I have an object $Posts which contain a title, and a SimTitles field amongst a few others. I need to compare each title to the other titles and give it a Similarity score in the SimTitles field. So if I have 80 $Posts, it will need to cover 6400 re-iterations as each title needs to be scored vs the others.
Apart from the Measure-TitleSimilarity routine which I believe is optimized, can anyone see a way to improve the speed of this double loop that I am missing?
Edit: I have included the function Measure-TitleSimilarity. I am actually passing the array to the function. The whole topic of quantifying arrays for likeness is fascinating. I have tried with Title.ToCharArray() which changes the magic number to a much higher number. It also can produce a match with two completely different titles as long as the characters are the same. (Ex: 'Mother Teresa' would closely match 'Earthmovers' or 'Thermometer' yet clearly not the same meaning). Cosine Similarity if just one method but it seemed easiest to process. @Mclayton and @bryancook - I see the light with your suggestion, but can't grasp tracking what no longer needs to be looked at for similar words.
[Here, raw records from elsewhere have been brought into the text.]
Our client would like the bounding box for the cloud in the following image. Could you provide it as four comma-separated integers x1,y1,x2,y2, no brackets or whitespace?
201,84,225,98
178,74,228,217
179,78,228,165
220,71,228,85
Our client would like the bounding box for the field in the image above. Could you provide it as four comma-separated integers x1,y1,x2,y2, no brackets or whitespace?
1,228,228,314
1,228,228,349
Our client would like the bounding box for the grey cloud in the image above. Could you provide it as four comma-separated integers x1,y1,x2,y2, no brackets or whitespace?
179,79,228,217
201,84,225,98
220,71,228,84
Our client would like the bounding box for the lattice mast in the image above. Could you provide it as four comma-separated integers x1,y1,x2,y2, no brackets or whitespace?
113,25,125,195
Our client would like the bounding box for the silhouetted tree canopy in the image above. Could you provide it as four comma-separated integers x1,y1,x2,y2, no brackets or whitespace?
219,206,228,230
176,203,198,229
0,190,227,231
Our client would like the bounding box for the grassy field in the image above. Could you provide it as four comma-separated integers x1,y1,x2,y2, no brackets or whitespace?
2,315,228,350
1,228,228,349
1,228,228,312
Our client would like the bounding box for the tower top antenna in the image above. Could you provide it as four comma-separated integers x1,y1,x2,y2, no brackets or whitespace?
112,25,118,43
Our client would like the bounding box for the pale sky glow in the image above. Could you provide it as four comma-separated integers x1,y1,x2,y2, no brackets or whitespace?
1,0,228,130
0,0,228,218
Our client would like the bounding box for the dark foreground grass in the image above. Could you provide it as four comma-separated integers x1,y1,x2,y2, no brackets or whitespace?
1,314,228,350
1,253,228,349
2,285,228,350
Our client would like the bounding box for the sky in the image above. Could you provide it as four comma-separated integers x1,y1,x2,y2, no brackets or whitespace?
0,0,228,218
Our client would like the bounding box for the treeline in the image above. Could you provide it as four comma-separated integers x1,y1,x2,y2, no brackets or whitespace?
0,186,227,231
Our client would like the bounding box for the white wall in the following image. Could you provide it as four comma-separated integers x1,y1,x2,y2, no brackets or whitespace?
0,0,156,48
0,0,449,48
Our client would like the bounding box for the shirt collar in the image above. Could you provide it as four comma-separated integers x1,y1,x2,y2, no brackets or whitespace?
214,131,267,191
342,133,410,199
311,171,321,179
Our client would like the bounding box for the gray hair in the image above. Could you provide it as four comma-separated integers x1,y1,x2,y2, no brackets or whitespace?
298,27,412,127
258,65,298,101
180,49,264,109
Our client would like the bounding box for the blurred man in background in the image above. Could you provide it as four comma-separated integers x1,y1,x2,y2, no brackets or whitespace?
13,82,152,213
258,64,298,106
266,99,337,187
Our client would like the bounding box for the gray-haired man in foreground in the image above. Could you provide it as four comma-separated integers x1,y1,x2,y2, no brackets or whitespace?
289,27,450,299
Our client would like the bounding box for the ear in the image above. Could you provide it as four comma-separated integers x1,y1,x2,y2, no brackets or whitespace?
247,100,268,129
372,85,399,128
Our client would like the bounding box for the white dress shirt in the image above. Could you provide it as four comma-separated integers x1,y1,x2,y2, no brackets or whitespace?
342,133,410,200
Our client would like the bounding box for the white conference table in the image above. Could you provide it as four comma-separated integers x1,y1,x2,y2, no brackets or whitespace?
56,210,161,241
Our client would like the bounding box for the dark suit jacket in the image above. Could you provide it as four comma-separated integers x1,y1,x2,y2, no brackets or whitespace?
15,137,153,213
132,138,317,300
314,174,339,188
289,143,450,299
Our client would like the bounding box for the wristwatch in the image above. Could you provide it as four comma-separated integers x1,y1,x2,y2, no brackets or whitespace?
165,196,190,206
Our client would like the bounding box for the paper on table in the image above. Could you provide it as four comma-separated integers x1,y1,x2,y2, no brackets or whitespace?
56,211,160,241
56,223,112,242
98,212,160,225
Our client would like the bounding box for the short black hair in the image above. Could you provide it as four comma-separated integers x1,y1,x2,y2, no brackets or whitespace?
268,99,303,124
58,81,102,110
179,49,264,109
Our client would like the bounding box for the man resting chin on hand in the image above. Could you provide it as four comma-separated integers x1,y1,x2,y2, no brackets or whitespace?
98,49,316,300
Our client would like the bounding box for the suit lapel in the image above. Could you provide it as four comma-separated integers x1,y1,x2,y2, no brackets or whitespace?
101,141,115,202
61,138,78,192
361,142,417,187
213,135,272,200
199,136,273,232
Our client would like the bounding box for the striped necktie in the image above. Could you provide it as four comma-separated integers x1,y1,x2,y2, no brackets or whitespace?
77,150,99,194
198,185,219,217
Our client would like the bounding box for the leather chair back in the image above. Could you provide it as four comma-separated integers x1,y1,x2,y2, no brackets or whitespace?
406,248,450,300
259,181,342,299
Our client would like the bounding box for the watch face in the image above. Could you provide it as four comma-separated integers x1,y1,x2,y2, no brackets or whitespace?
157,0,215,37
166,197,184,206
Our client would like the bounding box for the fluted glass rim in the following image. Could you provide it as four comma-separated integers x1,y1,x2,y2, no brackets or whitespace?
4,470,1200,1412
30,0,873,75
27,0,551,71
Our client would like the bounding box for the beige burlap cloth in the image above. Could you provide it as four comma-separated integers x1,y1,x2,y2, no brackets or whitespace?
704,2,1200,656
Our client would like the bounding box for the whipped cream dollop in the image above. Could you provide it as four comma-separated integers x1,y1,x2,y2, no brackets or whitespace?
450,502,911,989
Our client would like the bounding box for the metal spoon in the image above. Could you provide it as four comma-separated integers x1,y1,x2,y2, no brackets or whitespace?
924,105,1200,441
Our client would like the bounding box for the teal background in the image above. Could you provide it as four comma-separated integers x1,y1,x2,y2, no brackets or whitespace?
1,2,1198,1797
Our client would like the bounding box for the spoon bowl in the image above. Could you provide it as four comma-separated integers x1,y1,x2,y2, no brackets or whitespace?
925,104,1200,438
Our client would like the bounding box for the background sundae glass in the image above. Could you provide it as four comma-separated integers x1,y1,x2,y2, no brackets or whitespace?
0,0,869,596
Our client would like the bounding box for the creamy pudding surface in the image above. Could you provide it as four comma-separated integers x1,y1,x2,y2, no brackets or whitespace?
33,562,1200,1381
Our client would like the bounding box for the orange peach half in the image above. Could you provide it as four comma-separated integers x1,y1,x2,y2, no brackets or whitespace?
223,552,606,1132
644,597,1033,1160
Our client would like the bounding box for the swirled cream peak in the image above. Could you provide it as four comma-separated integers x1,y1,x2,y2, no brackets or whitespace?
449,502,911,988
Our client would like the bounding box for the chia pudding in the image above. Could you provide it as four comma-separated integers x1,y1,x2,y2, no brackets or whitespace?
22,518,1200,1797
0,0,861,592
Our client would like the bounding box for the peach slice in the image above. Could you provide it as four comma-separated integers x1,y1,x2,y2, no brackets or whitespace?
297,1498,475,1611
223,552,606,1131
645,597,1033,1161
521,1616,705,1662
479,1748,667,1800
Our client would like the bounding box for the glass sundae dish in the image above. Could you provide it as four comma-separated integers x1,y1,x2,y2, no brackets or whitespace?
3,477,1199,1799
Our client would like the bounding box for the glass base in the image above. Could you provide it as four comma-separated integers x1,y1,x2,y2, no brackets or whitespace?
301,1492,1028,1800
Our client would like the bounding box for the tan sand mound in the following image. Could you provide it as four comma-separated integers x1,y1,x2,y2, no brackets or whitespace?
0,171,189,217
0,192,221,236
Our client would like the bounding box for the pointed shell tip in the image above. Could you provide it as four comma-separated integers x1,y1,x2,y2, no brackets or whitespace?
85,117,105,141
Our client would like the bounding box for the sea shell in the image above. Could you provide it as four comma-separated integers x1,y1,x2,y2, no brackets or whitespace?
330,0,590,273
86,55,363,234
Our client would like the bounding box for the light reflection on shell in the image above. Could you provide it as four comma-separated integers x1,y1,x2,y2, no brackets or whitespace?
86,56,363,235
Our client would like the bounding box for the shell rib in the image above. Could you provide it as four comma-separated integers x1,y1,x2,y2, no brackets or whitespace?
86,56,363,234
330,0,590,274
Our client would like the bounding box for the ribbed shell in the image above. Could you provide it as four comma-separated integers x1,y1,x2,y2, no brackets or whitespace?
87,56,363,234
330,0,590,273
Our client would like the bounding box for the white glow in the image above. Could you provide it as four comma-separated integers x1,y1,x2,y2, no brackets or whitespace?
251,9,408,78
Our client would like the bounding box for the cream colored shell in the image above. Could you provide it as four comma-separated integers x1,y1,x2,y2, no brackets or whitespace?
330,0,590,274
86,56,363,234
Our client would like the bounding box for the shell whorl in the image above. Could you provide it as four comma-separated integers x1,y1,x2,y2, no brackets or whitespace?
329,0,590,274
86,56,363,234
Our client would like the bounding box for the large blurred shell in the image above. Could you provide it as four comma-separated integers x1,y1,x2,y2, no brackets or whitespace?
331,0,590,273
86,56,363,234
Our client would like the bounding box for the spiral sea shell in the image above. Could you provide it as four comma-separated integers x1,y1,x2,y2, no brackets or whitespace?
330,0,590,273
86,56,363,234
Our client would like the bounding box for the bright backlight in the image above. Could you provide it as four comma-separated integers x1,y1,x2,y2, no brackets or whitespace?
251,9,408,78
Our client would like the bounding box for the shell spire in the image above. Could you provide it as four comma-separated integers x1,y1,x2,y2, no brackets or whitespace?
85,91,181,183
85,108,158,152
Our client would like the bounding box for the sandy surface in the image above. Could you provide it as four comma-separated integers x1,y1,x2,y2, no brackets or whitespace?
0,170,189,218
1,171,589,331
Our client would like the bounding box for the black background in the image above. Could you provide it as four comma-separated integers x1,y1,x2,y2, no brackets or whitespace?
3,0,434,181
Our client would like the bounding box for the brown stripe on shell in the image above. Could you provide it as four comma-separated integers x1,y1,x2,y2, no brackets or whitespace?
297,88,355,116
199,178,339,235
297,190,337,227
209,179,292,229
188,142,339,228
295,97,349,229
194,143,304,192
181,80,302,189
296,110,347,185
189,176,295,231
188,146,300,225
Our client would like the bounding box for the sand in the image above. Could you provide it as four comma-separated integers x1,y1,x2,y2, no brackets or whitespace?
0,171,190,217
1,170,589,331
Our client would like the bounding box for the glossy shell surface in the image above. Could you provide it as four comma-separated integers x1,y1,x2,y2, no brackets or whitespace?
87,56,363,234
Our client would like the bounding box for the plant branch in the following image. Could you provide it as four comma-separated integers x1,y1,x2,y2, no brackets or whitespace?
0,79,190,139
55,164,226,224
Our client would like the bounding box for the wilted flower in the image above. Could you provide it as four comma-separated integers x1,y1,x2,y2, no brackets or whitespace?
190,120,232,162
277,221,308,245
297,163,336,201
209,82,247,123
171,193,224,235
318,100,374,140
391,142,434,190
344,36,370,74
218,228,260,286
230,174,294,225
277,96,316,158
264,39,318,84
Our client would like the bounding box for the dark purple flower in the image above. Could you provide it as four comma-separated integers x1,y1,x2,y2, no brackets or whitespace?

Function Get-SimTitles([psobject]$NewPosts) {
$CKTitles = $NewPosts.title
foreach ($Ck in $CkTitles) {
$NewPosts | & {
process {
if ((Measure-TitleSimilarity $Ck.split(' ') $_.title.split(' ') -gt .2) {
$_.SimTitles = $_.SimTitles + 1
}
}
}
}
}
Function Measure-TitleSimilarity
{
## Based on VectorSimilarity by .AUTHOR Lee Holmes
## Modified slightly to match use
[CmdletBinding()]
param(
[Parameter(Position = 0)]
$Title1,
[Parameter(Position = 1)]
$Title2
)
$allkeys = @($Title1) + @($Title2) | Sort-Object -Unique
$set1Hash = @{}
$set2Hash = @{}
$setsToProcess = @($Title1, $Set1Hash), @($Title2, $Set2Hash)
foreach($set in $setsToProcess)
{
$set[0] | Foreach-Object {
$value = 1
$set[1][$_] = $value
}
}
$dot = 0
$mag1 = 0
$mag2 = 0
foreach($key in $allkeys)
{
$dot += $set1Hash[$key] * $set2Hash[$key]
$mag1 += ($set1Hash[$key] * $set1Hash[$key])
$mag2 += ($set2Hash[$key] * $set2Hash[$key])
}
$mag1 = [Math]::Sqrt($mag1)
$mag2 = [Math]::Sqrt($mag2)
return [Math]::Round($dot / ($mag1 * $mag2), 3)
}